Thursday, March 25, 2010

Who's to Blame for the Coulter Fiasco?

The Ceeb's Neil McDonald blames Ezra Levant, lefty-baiter extraordinaire:
...That kind of left-wing baiting is more or less what he was doing when I first met him in 1993. Then, he was a law student at the University of Alberta and he had just pranked everyone by tacking up notices claiming the school was discriminating against Jews.

When outraged students showed up at a protest he organized, they were treated to an attack on the university's quota system, which reserved spots at the law school specifically for native students. Levant, a Jew, would not qualify for one of these reserved seats.

Predictably, native students claimed this was hate speech and, just as predictably, the dean of student affairs wrote Levant threatening to expel him.

When I interviewed him for the CBC, he was happily relishing the uproar.

Fast forward 17 years to this week and Levant had provoked another university official, this time University of Ottawa provost Francois Houle, into writing another letter...
Yes, had there been no Levant to "provoke" Provost Houle into warning Coulter that her unfettered expression could lead to criminal charges, none of this would have happened.

Meanwhile, a letter-writer to steynonline blames Neil's employer, the Ceeb:
I was at the Coulter/University of Ottawa fiasco, and I have to tell you, the media lied. There was a civil lineup of about 800 people wanting to get into Ms Coulter's engagement, and there was a group near the door of about 50 or so (obnoxious) protesters.


Campus security— or lack thereof— didn't know how to deal with the situation. Apparently, one of the protesters pulled a fire alarm, but the fire department came and all was clear. Then some of the protesters rushed the door, and a few minutes later the event was cancelled.

CBC, of course, whipped up the protesters and— voila!— the cameras were turned on. CBC also said that there were thousands of protesters (huge lie), and The Citizen stated that there were hundreds of protesters (big lie). Again, in reality, it was about 50 or 60 protesters. Lastly, the line of civil people dispersed calmly, but disappointed… then nine police cars came to the late and pointless rescue.

CBC loves this kind of stuff— especially the ones who like to cut and splice.

1 comment:

Jim R said...

From what I have seen of the pics and movie clips, 1000 people and maybe 4 security sheeples, let about a half-dozen noisey children instigate another maybe two dozens to get noise with chants, and stop 1000 or more people, many of them paid patrons, from enjoying a nite out.

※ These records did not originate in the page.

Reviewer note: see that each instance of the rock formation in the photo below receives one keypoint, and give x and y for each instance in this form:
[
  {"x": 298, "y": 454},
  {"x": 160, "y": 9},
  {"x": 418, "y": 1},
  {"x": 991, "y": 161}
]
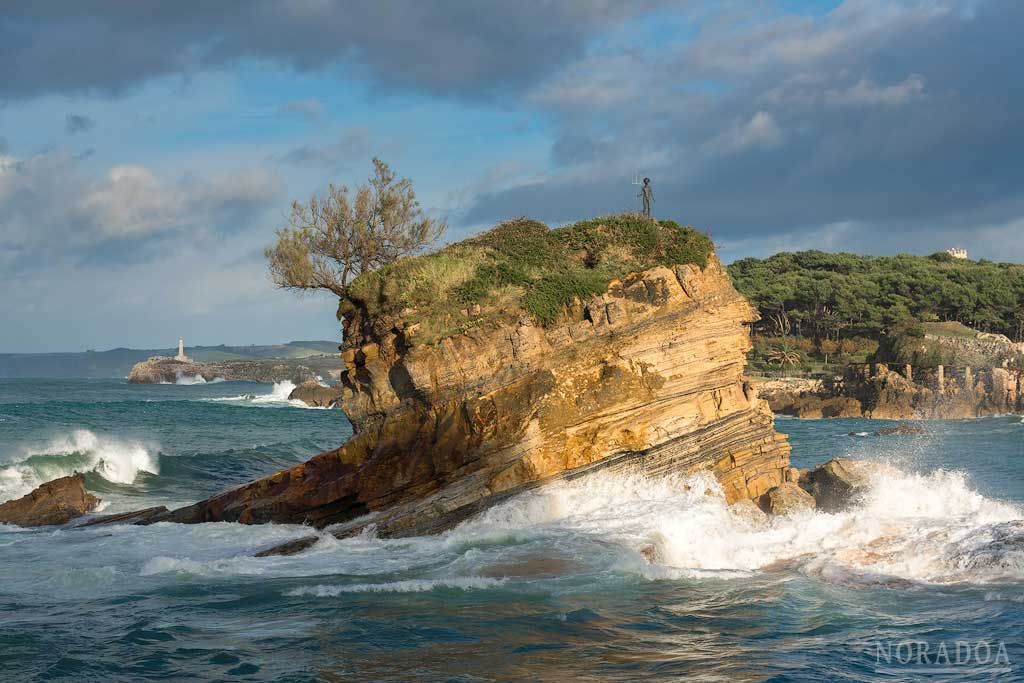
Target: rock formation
[
  {"x": 55, "y": 502},
  {"x": 315, "y": 394},
  {"x": 786, "y": 499},
  {"x": 646, "y": 377},
  {"x": 168, "y": 370},
  {"x": 838, "y": 483}
]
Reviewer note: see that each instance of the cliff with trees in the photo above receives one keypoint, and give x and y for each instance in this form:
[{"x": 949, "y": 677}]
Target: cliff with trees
[{"x": 819, "y": 307}]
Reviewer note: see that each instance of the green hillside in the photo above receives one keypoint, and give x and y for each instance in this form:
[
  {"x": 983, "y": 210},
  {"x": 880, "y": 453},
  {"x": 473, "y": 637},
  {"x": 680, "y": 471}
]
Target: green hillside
[
  {"x": 118, "y": 361},
  {"x": 817, "y": 306}
]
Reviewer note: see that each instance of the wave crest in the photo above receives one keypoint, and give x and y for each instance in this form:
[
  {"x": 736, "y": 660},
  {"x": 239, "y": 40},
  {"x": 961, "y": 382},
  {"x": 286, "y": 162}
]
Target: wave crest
[{"x": 117, "y": 461}]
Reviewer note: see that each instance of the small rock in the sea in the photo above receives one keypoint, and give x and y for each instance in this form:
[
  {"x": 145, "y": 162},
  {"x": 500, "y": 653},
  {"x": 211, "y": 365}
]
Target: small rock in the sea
[
  {"x": 901, "y": 430},
  {"x": 748, "y": 510},
  {"x": 785, "y": 499},
  {"x": 53, "y": 503},
  {"x": 838, "y": 483}
]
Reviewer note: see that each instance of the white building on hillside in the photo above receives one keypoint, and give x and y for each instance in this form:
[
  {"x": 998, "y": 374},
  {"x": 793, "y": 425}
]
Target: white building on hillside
[{"x": 181, "y": 352}]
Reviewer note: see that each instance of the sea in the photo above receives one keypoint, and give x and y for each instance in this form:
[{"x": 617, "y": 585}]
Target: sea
[{"x": 605, "y": 579}]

The disgrace here is there was nothing done to eject these very few instigators, and the totally hapless 'security' guards just stood by and let a very few brats ruin a whole big university event.

How is this going to help security control future events when other brats can see here on the net just how easy it was to get control of large public events, and adults. Pathetic and dangerous in the longer term, and not just for freedom of speech and assembly, but plain old civil gatherings of anykind.